In the video, Jones subtly reconstructs ideals of femininity, gender, race and spirituality.

It’s clear Jones is a force to be reckoned with.

“I'm currently in pre-­production on a short film which deals with grief and loss, specifically about a young mother who loses her child in a crazy ­freak accident around the time of a post-­apocalyptic war raging in her backyard," she says. "I wrote it two days after the shooting in downtown Dallas. The identity crisis and strife that America is going through is being fought in our own backyard — there seems to be no escaping it at times. And this past year­­ I've seen so many young people of color grapple with fear, grief and depression. A collective grief is experienced every time we turn on the news and see someone that looks like a family member who's been wrongfully killed. I don't care to watch any more slave narratives or exceptional Negro stories, which seems to be Hollywood's motion. I want to see men and women, right here and now, who are dealing with very real issues in real life.”
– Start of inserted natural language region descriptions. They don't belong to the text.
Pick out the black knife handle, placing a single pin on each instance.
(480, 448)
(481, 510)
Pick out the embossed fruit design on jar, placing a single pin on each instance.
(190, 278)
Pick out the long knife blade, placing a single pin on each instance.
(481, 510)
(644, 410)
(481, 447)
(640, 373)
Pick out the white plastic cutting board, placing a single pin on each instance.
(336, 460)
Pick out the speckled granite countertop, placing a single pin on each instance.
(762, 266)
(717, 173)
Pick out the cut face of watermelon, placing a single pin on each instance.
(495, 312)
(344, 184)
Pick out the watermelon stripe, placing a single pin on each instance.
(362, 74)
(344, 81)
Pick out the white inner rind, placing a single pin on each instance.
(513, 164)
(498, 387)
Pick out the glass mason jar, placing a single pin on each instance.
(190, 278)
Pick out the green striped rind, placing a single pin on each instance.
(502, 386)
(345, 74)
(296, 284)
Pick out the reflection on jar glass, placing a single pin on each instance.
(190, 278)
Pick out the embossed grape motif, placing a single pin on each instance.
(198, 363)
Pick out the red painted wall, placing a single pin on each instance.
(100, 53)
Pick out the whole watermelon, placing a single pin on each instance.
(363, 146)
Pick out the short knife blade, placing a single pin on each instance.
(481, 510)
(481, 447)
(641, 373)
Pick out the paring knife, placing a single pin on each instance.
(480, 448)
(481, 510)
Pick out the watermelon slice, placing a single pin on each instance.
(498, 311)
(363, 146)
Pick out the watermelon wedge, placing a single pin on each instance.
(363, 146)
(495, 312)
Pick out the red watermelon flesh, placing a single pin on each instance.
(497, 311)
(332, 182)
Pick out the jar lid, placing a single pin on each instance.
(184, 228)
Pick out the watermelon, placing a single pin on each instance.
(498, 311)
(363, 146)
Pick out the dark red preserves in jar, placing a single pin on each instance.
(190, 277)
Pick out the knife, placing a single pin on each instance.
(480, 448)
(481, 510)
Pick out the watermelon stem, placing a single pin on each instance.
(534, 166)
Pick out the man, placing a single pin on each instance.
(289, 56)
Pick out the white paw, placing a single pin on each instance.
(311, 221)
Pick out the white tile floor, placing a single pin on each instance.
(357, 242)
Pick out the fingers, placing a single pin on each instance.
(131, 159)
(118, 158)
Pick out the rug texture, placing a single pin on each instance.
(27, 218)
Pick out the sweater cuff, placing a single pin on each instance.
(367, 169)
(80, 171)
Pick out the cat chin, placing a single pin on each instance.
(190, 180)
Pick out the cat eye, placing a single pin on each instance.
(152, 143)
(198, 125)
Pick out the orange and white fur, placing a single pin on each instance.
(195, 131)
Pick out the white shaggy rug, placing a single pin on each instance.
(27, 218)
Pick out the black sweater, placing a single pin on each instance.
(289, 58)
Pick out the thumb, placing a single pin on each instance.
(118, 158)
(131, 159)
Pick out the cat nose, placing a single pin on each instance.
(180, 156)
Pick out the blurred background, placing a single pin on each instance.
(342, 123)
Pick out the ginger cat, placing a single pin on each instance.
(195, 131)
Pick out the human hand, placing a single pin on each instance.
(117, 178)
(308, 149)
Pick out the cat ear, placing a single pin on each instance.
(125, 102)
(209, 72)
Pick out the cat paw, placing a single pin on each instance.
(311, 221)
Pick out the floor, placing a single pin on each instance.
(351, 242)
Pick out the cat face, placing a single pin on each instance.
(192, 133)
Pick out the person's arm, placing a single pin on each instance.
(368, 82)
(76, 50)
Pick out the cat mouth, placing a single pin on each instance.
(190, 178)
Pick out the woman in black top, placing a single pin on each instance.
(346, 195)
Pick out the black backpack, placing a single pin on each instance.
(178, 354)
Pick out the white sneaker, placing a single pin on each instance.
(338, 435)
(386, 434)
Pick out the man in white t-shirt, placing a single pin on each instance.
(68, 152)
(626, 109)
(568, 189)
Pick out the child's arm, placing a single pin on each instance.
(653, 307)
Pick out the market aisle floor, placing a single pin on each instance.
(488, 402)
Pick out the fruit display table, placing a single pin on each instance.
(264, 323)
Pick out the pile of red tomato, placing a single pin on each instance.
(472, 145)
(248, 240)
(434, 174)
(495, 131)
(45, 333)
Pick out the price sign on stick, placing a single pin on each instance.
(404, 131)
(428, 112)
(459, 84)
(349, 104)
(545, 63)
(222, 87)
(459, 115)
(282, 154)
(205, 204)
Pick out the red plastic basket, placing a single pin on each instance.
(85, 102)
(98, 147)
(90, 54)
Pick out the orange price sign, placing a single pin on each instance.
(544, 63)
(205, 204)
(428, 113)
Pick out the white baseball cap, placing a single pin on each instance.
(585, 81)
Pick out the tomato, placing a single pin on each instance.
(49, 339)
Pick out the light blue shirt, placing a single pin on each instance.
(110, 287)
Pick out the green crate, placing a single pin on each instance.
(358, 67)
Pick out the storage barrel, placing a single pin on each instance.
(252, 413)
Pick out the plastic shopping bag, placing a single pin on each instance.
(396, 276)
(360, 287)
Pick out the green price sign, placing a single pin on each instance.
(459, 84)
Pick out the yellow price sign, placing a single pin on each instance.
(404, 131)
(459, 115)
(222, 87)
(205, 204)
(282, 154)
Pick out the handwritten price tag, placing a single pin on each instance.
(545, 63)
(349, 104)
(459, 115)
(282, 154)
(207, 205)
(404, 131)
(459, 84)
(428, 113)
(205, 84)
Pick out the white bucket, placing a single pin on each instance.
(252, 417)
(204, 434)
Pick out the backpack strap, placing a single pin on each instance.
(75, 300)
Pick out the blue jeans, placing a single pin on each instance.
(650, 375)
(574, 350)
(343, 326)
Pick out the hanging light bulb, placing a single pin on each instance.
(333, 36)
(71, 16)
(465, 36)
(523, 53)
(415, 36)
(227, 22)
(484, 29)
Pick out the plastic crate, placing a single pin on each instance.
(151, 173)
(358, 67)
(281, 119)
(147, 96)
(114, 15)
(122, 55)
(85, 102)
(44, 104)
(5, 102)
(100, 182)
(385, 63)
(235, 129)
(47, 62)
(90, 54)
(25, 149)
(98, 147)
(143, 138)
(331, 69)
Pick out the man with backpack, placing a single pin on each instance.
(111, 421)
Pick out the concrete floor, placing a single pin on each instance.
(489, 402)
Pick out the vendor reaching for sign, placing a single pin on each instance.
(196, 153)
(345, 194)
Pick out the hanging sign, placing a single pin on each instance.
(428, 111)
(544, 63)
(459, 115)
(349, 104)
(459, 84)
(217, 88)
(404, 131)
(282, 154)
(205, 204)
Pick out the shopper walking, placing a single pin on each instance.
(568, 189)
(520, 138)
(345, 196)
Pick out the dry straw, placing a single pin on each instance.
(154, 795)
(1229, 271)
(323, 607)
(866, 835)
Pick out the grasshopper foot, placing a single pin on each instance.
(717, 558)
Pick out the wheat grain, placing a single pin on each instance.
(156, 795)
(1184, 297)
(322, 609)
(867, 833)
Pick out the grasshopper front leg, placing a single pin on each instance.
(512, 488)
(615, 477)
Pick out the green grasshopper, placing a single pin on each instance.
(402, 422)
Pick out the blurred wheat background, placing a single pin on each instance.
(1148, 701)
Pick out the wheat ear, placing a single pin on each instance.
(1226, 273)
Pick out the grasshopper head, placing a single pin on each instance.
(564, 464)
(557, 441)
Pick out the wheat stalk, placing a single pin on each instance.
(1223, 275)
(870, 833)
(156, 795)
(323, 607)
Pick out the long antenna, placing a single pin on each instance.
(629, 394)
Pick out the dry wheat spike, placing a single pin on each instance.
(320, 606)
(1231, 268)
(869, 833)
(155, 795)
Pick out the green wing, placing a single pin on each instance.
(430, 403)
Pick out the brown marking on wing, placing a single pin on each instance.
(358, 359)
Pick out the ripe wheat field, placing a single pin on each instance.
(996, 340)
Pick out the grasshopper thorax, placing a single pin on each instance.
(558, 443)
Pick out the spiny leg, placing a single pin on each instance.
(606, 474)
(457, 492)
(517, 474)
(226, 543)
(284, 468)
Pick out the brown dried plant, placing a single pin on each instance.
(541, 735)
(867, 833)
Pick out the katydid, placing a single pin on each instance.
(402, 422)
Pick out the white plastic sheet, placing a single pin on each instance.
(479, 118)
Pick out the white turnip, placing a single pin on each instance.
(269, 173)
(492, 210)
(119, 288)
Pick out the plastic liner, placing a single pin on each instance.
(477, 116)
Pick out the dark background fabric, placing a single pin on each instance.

Dallas, like the rest of the country, is in racial turmoil, Jones explains, and now is a time when leaders are forged.

“Our country is in a state of reckoning with our past and what it means for our future," Jones says. "We're going through an identity crisis. I don't have the luxury of hiding behind my camera and letting the work speak for itself like most white male directors are allowed to do. When you want to be revolutionary and ground­breaking, the ground is never stable.”